Do you recall the discussions about the Trusted Computing (TC) platform introduced several years ago? The idea was to introduce a trust relationship for code that gets executed on your own computing devices. Ross Anderson has explained the mechanism and its consequences in plain English on his personal web site in 2003:

…TC provides a computing platform on which you can't tamper with the application software, and where these applications can communicate securely with their authors and with each other. The original motivation was digital rights management (DRM): Disney will be able to sell you DVDs that will decrypt and run on a TC platform, but which you won't be able to copy. The music industry will be able to sell you music downloads that you won't be able to swap. They will be able to sell you CDs that you'll only be able to play three times, or only on your birthday. … TC will also make it much harder for you to run unlicensed software. In the first version of TC, pirate software could be detected and deleted remotely. … TC will protect application software registration mechanisms, so that unlicensed software will be locked out of the new ecology. Furthermore, TC apps will work better with other TC apps, so people will get less value from old non-TC apps (including pirate apps). Also, some TC apps may reject data from old apps whose serial numbers have been blacklisted. If Microsoft believes that your copy of Office is a pirate copy, and your local government moves to TC, then the documents you file with them may be unreadable.
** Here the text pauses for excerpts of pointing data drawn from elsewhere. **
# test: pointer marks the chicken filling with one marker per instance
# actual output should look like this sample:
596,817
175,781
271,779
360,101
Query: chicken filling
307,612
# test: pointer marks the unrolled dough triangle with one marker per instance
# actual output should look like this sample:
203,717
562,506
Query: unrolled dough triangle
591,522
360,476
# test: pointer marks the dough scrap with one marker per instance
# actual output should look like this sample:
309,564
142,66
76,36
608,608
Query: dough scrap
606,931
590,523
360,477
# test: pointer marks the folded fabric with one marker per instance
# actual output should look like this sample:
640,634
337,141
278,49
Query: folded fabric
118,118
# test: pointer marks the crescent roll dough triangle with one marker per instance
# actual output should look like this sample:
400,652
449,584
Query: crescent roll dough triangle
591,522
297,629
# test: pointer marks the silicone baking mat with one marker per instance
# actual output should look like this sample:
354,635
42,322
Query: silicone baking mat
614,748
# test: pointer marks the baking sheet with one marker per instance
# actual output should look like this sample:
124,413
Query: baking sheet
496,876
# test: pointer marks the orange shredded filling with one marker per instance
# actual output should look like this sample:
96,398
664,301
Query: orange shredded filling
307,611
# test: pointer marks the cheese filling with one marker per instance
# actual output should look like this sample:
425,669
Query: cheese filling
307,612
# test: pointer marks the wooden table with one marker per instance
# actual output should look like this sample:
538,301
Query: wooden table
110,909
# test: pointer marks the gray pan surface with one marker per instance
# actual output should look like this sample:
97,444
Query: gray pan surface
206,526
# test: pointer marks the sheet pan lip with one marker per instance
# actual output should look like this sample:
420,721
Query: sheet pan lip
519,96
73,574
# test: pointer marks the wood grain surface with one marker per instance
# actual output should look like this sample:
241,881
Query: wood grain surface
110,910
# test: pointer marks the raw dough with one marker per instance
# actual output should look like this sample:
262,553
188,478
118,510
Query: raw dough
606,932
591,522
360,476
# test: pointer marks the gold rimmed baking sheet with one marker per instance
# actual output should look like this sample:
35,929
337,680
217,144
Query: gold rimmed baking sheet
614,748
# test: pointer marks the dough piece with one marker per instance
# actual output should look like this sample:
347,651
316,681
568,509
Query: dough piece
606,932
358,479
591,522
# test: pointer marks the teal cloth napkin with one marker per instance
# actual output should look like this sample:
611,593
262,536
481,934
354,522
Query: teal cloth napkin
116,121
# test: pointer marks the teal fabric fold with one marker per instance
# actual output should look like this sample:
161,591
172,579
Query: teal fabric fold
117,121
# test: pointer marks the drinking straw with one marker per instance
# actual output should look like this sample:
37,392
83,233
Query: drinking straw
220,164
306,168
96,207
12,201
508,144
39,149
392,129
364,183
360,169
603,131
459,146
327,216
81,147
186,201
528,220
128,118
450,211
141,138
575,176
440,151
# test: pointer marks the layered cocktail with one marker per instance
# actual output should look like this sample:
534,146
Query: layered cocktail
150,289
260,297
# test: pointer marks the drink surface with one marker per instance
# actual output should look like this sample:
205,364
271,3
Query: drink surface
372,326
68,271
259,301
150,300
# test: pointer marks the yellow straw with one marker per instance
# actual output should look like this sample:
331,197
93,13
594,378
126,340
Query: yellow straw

TC will also make it easier for people to rent software rather than buy it; and if you stop paying the rent, then not only does the software stop working but so may the files it created. So if you stop paying for upgrades to Media Player, you may lose access to all the songs you bought using it.…

The problems introduced by TC do not stop here. TC can help with remote censorship and hide malicious software from you. The latter is especially interesting since the discovery of state-sponsored malicious software found in Germany. There is no trust if you cannot control your own hardware. The architecture of the Trusted Computing platform merely takes control away from you and gives it to the hardware and software vendors. This is not a trusted computing platform and it opens up a whole set of questions. Given then fact that the third-party trust model has been broken by the security breaches of several certificate authorities (such as Comodo and DigiNotar).

So we strongly support making UEFI secure boot available to all users and not only to the consortium of the Trusted Computing Alliance.